# Us Army...putting away the uniform



## Karla_atx (May 15, 2008)

So my roommate is a us army vet she just got out of the military and it was time to put her uniform away... i thought i was time for a photoshoot!!
1-





2





3-




4-




5




6-




7


----------



## Antarctican (May 15, 2008)

Excellent series!! I hope you print these off and give them to her, as she is sure to like them.


----------



## Karla_atx (May 15, 2008)

Antarctican said:


> Excellent series!! I hope you print these off and give them to her, as she is sure to like them.


thank you! she is still waiting for a few more boxes to ship back so there is still more uniforms to go thru !! (deserts) so i will be taking pics of that too


----------



## Kazoo (May 15, 2008)

I agree with Anty, really like the way you composed #3 & #6. Look forward to your next series.


----------



## SBlanca (May 15, 2008)

great shots


----------



## Dubious Drewski (May 15, 2008)

Nice set.  Number 4 is my favourite, although number 7 suffers from some mediocre composition and exposure.


By the way, who is this woman?  Tell her "Way to go!" from me.

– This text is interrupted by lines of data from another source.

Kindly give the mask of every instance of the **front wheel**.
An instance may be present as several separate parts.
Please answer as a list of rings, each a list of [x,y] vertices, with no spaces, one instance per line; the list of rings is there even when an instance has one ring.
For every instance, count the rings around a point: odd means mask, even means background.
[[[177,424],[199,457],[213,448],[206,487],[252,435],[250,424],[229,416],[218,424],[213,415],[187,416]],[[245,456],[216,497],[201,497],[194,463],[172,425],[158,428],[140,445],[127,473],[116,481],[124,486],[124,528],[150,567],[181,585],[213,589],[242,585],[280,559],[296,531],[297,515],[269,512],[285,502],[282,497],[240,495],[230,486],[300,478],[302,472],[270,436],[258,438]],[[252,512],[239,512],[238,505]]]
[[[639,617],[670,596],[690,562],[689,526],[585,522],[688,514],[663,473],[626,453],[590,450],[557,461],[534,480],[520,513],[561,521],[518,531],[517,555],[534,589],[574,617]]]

Let's see, an Iraq campaign medal, a Korean Defense medal, a mech/Driver badge, army achievement badge, etc, etc.  This girl did a fine job!


----------



## Karla_atx (May 15, 2008)

Dubious Drewski said:


> Nice set. Number 4 is my favourite, although number 7 suffers from some mediocre composition and exposure.
> 
> 
> By the way, who is this woman? Tell her "Way to go!" from me.
> ...


 

She is my roommate, and yes she did indeed did a wonderfull job protecting our country did 3 tours over seas and was release honorably


----------



## Palakaboy (May 16, 2008)

love those shoes...


----------



## JamesD (May 16, 2008)

Send my respects.  MPs don't get enough.

-JamesD


----------



## Karla_atx (May 16, 2008)

JamesD said:


> Send my respects. MPs don't get enough.
> 
> -JamesD


 
yes thats what she says all the time ...mps dont get enough ...

and about the shoes lol she bought em but never used em ...


----------